This coming Monday, March 11th will be the third anniversary of Rafa Benitez arriving on that Friday in 2016 to take over as manager of Newcastle United – from the just sacked former head coach Steve McClaren.
Rafa got 13 points from the final 10 games of that season (12 points from the last 6 games) but couldn’t save us from the drop.
But he showed his commitment to the Newcastle club, the City and the supporters by staying on in the second division.
How many world-class managers would do that?
Rafa got us promoted straight back to the Premier League in first place in the Championship – just beating out Chris Hughton and his Brighton team.
Rafa still doesn’t want to talk about his future until Newcastle are safe in the Premier League.

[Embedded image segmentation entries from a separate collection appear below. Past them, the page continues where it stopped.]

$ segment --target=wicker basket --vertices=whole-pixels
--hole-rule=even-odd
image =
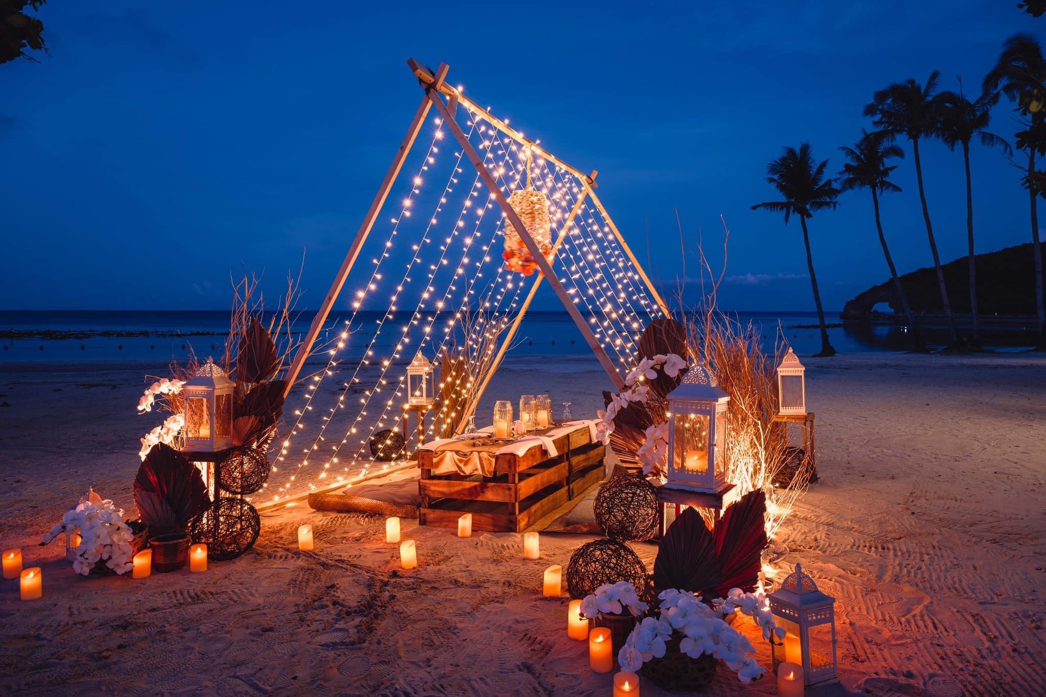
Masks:
[[[631,613],[606,614],[600,612],[592,622],[596,627],[606,627],[610,630],[611,650],[614,652],[614,665],[617,666],[617,652],[629,640],[629,634],[636,626],[636,619]]]
[[[662,690],[698,692],[708,688],[715,677],[719,659],[705,653],[690,658],[679,650],[682,634],[673,632],[665,643],[664,658],[651,658],[643,664],[642,676]]]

Rafa Benitez – still happy after all these years
But when asked about his three years on Tyneside during his press conference earlier today he said this:
“I am happy. The first few months we did not do as well as we wanted and could not save the team.”
“But then we got promoted at the first attempt which was good, we enjoyed it, then to finish 10th was a great achievement.”

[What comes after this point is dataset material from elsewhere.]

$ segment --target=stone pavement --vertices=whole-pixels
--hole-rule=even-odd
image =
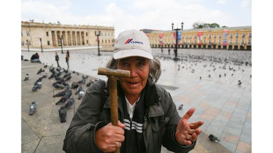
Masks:
[[[41,88],[38,89],[37,91],[34,92],[31,91],[34,82],[39,77],[41,77],[44,73],[47,73],[48,77],[51,74],[51,73],[49,72],[48,67],[44,68],[45,72],[42,72],[38,75],[36,74],[40,68],[44,68],[43,65],[38,63],[31,63],[30,62],[21,62],[21,152],[64,153],[62,147],[65,132],[81,101],[78,100],[77,98],[78,95],[75,95],[76,90],[72,89],[72,97],[74,97],[76,100],[75,105],[72,109],[68,110],[67,122],[61,123],[58,110],[61,105],[56,105],[55,104],[55,103],[60,98],[54,98],[52,97],[52,96],[62,90],[54,88],[52,84],[55,82],[55,79],[49,80],[48,78],[43,79]],[[24,81],[26,73],[29,75],[29,80]],[[68,81],[70,85],[73,82],[77,82],[81,79],[81,75],[83,74],[80,73],[78,76],[76,73],[72,74],[73,77],[71,80]],[[87,81],[89,79],[94,80],[94,77],[89,76]],[[86,90],[86,85],[83,85],[83,87]],[[179,98],[183,98],[176,96],[174,100],[177,101]],[[28,115],[29,106],[33,101],[35,101],[38,103],[37,110],[33,116],[29,116]],[[205,104],[202,104],[206,107]],[[202,110],[204,109],[202,109]],[[183,108],[183,110],[185,109]],[[207,113],[209,113],[209,111],[212,111],[209,110]],[[217,111],[216,110],[212,111]],[[183,112],[182,111],[182,112]],[[196,112],[198,112],[196,111]],[[180,113],[179,113],[181,114]],[[198,113],[200,114],[200,112]],[[223,114],[224,115],[223,117],[225,117],[226,116],[224,115],[226,114],[224,113]],[[218,116],[217,116],[218,117]],[[219,116],[219,118],[221,117],[222,116]],[[234,117],[234,120],[237,120],[236,117]],[[231,118],[232,117],[232,116],[231,117]],[[196,118],[196,117],[195,118]],[[208,120],[210,118],[206,119]],[[205,121],[205,125],[207,125],[208,123],[206,122]],[[207,126],[207,125],[206,126]],[[212,130],[214,130],[214,129]],[[230,131],[233,131],[232,129],[229,129],[229,130]],[[214,131],[213,132],[214,133]],[[227,134],[226,135],[228,136]],[[234,140],[233,137],[227,137],[226,138],[227,142],[231,140]],[[245,149],[245,144],[244,142],[240,145],[242,146],[242,149]],[[202,133],[199,136],[195,148],[191,152],[191,153],[229,152],[227,149],[220,144],[210,142],[208,140],[208,136],[204,133]],[[170,153],[170,152],[162,147],[161,153]]]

“Hopefully it is the same this year.”
“They (Everton) have good players and it will be a good game if they approach it with their mentality.”

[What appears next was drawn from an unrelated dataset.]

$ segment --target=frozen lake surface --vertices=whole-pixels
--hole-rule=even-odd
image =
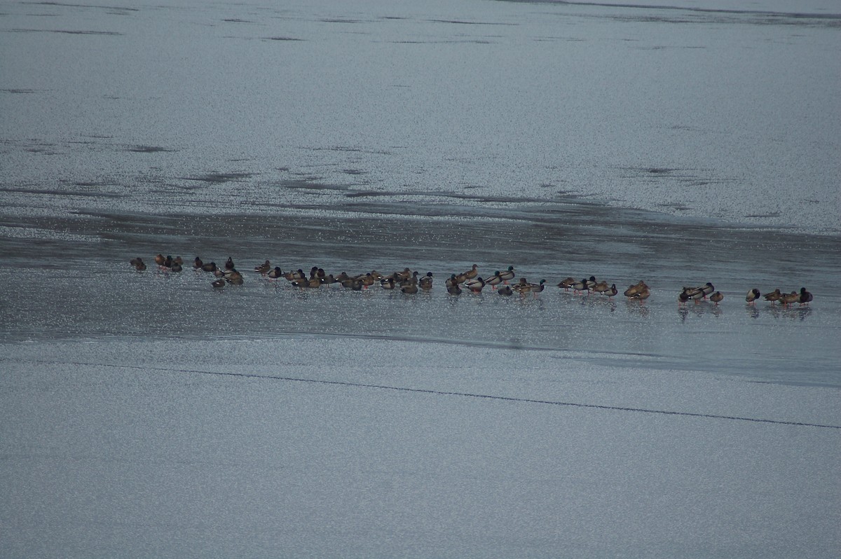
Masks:
[[[0,2],[0,556],[841,553],[835,3],[114,3]]]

“Everton have confidence after the Liverpool game, they worked so hard against one of the best teams in the league, so they will come here with confidence.”
Rafa has done a great job since we were promoted in May 2017, with very little help from Mike Ashley.
If we can finish in the middle of the table this season perhaps he will agree to stay on as the Newcastle manager.
What Rafa does like at Newcastle is the freedom he is given with the team, the training and selecting of the side – there’s no interference at all from Ashley.
That hasn’t always been true at other clubs he’s managed like Inter-Milan and Real Madrid.
He’s left alone to do his job – which he does expertly, and he’s a workaholic and perfectionist.
Mike Ashley is the big problem as far as the manager staying on long-term.
Rafa wants cast-iron assurances from the Newcastle owner on things like sufficient transfer funds, investment in the training pitches and the Youth Academy – and he may not get them.